Esta obra histórica, instalada en 1792 para abastecer de agua al convento adyacente y a los vecinos, es una de las primeras fuentes públicas de la ciudad. La restauración se basó en un estudio historiográfico y artístico y fue encargada por el Servicio de Mantenimiento de Infraestructuras Verdes.
Intervención para preservar un monumento histórico
Los trabajos comenzaron con la retirada de morteros de cemento deteriorados y la limpieza mecánica mediante láser y microesferas de fibra de vidrio en las partes de los vasos y el pilar. Durante la investigación, se confirmó que la fuente había sufrido tres fases de uso, perdiendo parte de su diseño original cuando se modificó el parapeto superior y se sellaron cuatro canales para el transporte del agua a recipientes.

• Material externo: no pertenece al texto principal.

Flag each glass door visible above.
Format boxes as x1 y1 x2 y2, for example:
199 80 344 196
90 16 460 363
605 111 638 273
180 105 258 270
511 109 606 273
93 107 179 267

Con la autorización del Servicio de Patrimonio Histórico del Cabildo de Gran Canaria, se ha recuperado el sistema de desagüe original que estuvo cerrado desde los años 30. El parapeto se ha respetado en su estado actual, pero se han moldeado dos piezas que faltaban para completar su cierre.
Además, se ha aplicado mortero para consolidar la estructura, trabajado en la reintegración cromática del conjunto y aplicado un tratamiento hidrofugante para proteger la piedra, que se repetirá cada seis meses para evitar su desgaste.
Renovación de la fontanería para evitar daños
La Unidad Técnica de Mobiliario Urbano llevó a cabo la rehabilitación de la fontanería. Se sustituyó la antigua canalización de hierro, responsable de la oxidación y daño en la piedra, por una tubería de terrain con encamisado de acero 316 que garantiza mayor durabilidad.
La concejala de Desarrollo Estratégico, Sostenibilidad, Energía y Parques y Jardines, Gemma Martínez Soliño, destacó que “una ciudad que no respeta su patrimonio no se respeta a sí misma”, y subrayó la importancia de recuperar la esencia de la fuente, situada junto a las también históricas fuentes del Pilar Nuevo y del Espíritu Santo.
Martínez Soliño añadió que esta restauración “prepara la fuente de Santo Domingo para que dure otros 232 años”, reafirmando el compromiso del Ayuntamiento con la conservación del patrimonio histórico local.